On the Spot: Central Bank Bonanza
Market run-through
The markets, understandably, have remained fundamentally “headline driven” as they await further developments from the Middle East with a bias towards risk off. This sentiment has continued to benefit the dollar against its peers, whilst gold, oil, and Bitcoin have also had their fans. The dollar, of course, is being helped by the continuing strength of the US economy, as shown, but GDP is coming in at 4.9%, beating expectations. However, the Fed’s favoured inflation indicator, the PCE Deflator, came in pretty much as forecast. With data still this strong, it is understandable that US 10-year bonds continue to yield around 5% and with the high level of upcoming issuance, it’s hard to see them retreating too far from these levels.
Last week also saw the European Central Bank Council meet, which, as expected, contained no surprises, and with the economy looking like it’s continuing to slow, it seems like they are done with rate hikes. Indeed, the derivative markets are looking for a cut in ECB rates in the first half of next year. On Wednesday, we have the first meeting of the Federal Reserve since the conflict started in the Middle East. With the US economy still galloping ahead, the question is will the Fed feel the need to move up in interest rates to head off any resurgence in inflation? Despite Chairman Powell talking tough, it is unlikely, and the market expects him to leave the heavy lifting to the bond market , which could come under more selling pressure after the Quarterly Refunding Announcement. Elsewhere, the Bank of England meets the day after the Fed, and the outcome is likely to be the same with no move on Base Rate, but we will be keeping an eye on the split of votes on the MPC, and any signs of a close vote on a hike could benefit the pound. If that wasn’t enough to keep traders occupied the BoJ and Norges Bank meet and last but never least we have Non Farm Payroll on Friday!

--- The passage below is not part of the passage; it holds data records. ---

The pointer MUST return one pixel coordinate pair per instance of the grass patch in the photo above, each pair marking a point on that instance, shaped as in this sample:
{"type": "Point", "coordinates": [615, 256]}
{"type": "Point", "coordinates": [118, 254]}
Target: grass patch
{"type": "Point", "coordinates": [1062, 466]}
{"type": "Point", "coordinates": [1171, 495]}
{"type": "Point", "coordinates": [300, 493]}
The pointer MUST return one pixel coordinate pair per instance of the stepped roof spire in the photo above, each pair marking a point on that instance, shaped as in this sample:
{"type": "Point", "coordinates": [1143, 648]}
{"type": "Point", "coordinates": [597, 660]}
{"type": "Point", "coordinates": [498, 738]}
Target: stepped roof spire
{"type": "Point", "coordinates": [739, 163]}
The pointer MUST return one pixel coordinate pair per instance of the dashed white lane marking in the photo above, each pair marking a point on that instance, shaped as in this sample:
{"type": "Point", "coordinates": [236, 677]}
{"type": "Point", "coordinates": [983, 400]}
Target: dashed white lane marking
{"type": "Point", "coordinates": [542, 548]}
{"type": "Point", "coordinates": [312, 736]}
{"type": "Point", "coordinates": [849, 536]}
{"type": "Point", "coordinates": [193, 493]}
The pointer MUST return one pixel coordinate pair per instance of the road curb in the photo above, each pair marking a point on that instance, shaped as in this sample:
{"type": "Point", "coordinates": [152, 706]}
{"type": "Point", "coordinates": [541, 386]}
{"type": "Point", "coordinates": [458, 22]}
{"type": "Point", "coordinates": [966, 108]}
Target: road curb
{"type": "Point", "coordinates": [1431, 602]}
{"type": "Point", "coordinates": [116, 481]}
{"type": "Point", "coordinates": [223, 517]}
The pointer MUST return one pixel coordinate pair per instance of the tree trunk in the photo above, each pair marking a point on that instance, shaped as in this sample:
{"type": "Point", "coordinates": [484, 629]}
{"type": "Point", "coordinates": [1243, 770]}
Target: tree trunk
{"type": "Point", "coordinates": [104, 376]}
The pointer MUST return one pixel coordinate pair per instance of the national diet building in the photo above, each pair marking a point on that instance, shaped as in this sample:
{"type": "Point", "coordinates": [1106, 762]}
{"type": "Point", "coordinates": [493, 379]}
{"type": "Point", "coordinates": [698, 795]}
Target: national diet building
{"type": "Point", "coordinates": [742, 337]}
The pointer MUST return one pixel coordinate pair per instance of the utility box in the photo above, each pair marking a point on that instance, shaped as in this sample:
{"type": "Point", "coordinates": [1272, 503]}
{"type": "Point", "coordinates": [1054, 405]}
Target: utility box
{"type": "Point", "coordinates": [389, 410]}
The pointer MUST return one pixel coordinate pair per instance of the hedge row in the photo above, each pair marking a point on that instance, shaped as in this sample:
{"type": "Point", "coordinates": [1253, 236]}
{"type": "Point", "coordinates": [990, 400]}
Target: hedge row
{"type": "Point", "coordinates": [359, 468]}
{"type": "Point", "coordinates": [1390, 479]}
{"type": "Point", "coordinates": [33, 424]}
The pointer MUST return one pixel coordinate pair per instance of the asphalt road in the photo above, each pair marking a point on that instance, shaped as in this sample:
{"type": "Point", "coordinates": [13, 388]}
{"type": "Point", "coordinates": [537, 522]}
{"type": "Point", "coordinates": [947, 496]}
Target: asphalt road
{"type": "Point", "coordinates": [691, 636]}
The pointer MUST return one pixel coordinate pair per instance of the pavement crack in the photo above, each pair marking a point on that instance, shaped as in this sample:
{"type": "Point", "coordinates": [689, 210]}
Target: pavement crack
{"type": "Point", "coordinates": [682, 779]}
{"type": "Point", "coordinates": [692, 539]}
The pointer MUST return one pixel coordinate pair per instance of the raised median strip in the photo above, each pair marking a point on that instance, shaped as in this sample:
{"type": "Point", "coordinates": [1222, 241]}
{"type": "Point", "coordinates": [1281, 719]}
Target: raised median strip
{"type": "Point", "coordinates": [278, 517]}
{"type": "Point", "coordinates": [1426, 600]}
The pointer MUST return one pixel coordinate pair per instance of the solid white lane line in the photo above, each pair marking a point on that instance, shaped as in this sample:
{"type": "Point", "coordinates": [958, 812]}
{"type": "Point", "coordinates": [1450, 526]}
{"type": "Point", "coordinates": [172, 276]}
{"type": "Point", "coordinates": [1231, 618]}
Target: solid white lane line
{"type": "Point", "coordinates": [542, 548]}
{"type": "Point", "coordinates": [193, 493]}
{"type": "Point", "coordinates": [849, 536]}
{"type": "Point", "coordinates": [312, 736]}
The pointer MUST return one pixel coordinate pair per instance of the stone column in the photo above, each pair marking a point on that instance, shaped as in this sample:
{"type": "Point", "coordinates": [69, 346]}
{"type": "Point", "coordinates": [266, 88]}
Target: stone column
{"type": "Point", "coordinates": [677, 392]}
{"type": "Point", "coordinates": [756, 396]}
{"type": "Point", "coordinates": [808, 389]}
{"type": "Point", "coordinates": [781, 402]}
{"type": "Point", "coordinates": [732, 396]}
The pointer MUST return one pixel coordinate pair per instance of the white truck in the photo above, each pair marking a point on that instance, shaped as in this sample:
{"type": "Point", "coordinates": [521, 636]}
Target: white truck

Richard Matthews, Head of FX and Payment Partnerships
Behind the desk
The latest Bitcoin price rally appears to be driven by the anticipation that BlackRock is on the cusp of finally having its Bitcoin ETF application approved by the U.S. Securities and Exchange Commission but why is this having such an impact on the price of the underlying asset?
For many, the process of purchasing and holding Bitcoin remains an intimidating and opaque process. Unless you’re willing to trust an exchange to securely hold your private keys, which many are now less willing to do given the SBF and FTX saga, holding Bitcoin places the burden of security squarely on individuals. As the saying goes, not your keys, not your crypto. Whilst there have been advancements in technology to abstract away some of the complexities associated with holding your own crypto, for the average retail investor, it’s still far too complicated when compared to a traditional investment purchase. The lack of regulatory clarity also still remains a major factor in preventing mass exposure to Bitcoin.
An Exchange Traded Fund (ETF) is an investment vehicle that is publicly traded, like a stock, but tracks the performance of an underlying asset or index. It enables investors to get exposure to the value of its underlying asset. ETFs trade on a traditional stock exchange, and their value should rise when the asset increases in price, and fall when it decreases.
A Bitcoin ETF would create a simple, legally compliant way to trade the price of Bitcoin, accessible on markets that investors are already familiar with. It would track the price of Bitcoin, allowing investors to get exposure without having to deal with the technical complexities. Some analysts believe that such a fund could lead to an influx of capital into the Bitcoin market.
A Bitcoin ETF might not be the silver bullet some are expecting it to become. Investors should consider management fees, the accuracy of the ETF if it includes other holdings, and a lack of true ownership rights. It’s also worth a reminder that although a Bitcoin ETF approved by the SEC would be the first of its kind in the US, Bitcoin ETFs have already been approved and are live in Canada and Europe but don’t appear to have had a significant impact on moving markets with large investor interest.